Do you have any link describing this backdoor and the procedures to use it (grandparent's claim "without judicial oversight" is the critical bit here)? Schneier just mentions it without reference.

I think it is fair to assume that the US Intelligence Community is likely to work pretty hard to conceal or obfuscate their best methods of open source intelligence gathering. Public documentation of such extrajudicial operations is likely to be heavily discouraged, and through the patriot act tools like NSL's are available to enforce that.

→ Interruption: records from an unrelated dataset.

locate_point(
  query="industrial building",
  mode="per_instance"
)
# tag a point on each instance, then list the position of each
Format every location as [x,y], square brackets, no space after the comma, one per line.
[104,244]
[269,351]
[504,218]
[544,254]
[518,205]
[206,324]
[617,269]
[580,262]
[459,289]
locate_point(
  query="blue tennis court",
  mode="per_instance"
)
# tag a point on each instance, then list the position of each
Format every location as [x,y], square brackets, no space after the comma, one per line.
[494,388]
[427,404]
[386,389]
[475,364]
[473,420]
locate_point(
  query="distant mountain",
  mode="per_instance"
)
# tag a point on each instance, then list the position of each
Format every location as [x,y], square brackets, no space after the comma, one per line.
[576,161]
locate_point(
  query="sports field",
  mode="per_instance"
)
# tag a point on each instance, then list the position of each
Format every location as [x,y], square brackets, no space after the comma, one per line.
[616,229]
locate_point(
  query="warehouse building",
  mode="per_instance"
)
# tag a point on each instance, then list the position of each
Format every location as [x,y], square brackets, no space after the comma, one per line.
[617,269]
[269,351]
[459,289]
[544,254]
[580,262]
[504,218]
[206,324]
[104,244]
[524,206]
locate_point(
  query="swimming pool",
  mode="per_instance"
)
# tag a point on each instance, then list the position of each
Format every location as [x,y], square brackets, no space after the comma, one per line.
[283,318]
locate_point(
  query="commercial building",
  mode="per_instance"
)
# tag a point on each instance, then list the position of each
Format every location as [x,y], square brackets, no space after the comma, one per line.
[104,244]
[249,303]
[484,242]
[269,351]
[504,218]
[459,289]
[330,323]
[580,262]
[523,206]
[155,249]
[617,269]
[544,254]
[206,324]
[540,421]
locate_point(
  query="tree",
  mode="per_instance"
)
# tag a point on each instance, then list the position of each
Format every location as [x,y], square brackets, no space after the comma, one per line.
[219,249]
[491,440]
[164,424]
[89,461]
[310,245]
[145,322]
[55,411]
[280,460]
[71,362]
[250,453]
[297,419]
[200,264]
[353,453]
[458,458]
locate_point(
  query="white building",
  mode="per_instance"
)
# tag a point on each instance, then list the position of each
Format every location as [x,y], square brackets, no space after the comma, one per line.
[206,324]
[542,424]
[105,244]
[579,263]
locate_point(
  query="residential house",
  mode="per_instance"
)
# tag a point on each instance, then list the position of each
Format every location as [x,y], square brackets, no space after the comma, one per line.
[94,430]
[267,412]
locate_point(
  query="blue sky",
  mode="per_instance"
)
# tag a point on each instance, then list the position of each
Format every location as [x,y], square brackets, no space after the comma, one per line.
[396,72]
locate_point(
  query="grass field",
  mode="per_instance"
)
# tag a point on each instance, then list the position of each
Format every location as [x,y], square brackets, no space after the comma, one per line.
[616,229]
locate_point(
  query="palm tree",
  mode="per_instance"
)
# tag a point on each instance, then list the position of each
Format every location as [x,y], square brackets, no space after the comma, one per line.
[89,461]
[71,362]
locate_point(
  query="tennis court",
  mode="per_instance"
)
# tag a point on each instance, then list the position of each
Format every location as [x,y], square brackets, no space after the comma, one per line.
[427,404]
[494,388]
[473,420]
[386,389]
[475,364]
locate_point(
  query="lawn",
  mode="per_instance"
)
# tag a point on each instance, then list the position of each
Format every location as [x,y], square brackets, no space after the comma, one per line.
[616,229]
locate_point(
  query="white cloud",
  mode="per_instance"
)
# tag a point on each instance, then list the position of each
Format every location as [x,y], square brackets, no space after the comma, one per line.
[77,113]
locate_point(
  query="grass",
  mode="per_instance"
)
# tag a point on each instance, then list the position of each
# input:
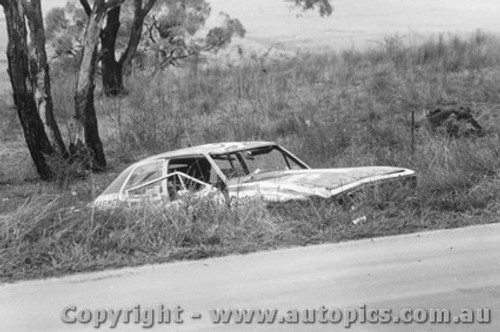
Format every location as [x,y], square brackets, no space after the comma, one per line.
[349,108]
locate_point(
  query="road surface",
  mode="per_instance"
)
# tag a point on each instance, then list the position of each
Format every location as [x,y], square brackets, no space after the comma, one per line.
[451,269]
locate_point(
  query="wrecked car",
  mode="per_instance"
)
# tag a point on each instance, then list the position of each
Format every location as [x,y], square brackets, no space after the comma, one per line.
[238,173]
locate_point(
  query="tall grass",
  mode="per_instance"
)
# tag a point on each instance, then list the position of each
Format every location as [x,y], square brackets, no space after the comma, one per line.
[349,108]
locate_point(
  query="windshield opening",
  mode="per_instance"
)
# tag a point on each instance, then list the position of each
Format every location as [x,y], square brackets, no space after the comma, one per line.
[254,161]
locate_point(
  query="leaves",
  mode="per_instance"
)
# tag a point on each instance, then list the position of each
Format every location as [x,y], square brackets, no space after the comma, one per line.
[324,7]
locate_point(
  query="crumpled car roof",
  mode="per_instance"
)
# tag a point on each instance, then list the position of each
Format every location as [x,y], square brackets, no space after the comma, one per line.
[215,148]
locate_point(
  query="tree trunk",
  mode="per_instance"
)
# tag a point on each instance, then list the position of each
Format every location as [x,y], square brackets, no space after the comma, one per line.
[87,132]
[140,14]
[40,74]
[112,77]
[24,95]
[113,70]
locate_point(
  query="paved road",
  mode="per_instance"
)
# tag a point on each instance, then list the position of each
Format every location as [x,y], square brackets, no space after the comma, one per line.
[451,269]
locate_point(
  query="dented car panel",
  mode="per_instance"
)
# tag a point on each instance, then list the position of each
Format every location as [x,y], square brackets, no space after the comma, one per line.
[238,172]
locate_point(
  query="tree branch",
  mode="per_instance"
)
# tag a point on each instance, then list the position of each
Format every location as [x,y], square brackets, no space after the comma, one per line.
[86,6]
[112,3]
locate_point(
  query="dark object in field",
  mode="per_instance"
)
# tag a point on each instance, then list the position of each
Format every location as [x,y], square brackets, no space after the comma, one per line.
[456,123]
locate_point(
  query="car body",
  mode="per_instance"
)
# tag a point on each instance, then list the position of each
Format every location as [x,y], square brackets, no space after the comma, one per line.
[237,173]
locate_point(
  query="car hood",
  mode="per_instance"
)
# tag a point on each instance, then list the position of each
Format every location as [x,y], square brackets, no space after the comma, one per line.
[286,185]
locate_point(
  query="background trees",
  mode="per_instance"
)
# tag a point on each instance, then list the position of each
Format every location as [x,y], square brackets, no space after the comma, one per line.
[109,32]
[29,77]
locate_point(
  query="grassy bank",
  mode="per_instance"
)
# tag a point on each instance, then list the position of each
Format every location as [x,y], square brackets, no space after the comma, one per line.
[339,109]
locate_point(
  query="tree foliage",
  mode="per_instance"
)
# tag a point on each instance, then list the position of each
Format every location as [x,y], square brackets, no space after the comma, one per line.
[175,33]
[324,7]
[173,30]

Consider the warrantless wiretapping program that went on for 5+ years. We know that tools for court ordered intercepts were in place through CALEA and others. We also know that the telcos were told and accepted that FISA warrants were not needed for this monitoring. Similarly, we know that facebook obviously has tools in place for responding to warrants, and that it is probably true that facebook can legally reveal much/all of your account if they want to without a warrant. Facebook is quite likely to view building a friendly relationship with the IC to be beneficial.

Another way to think about it: Intelligence agencies strongly discourage the use of social networking applications both by their own employees and other federal agents.

I find it completely credible that any number of friendly and hostile intelligence agencies and security services have widespread access to facebook data and other social networking sites through a variety of means. It's unlikely to be as ham handed as the https://dni.facebook.com/ you might imagine, but it's most assuredly there. It's simply too attractive to not be.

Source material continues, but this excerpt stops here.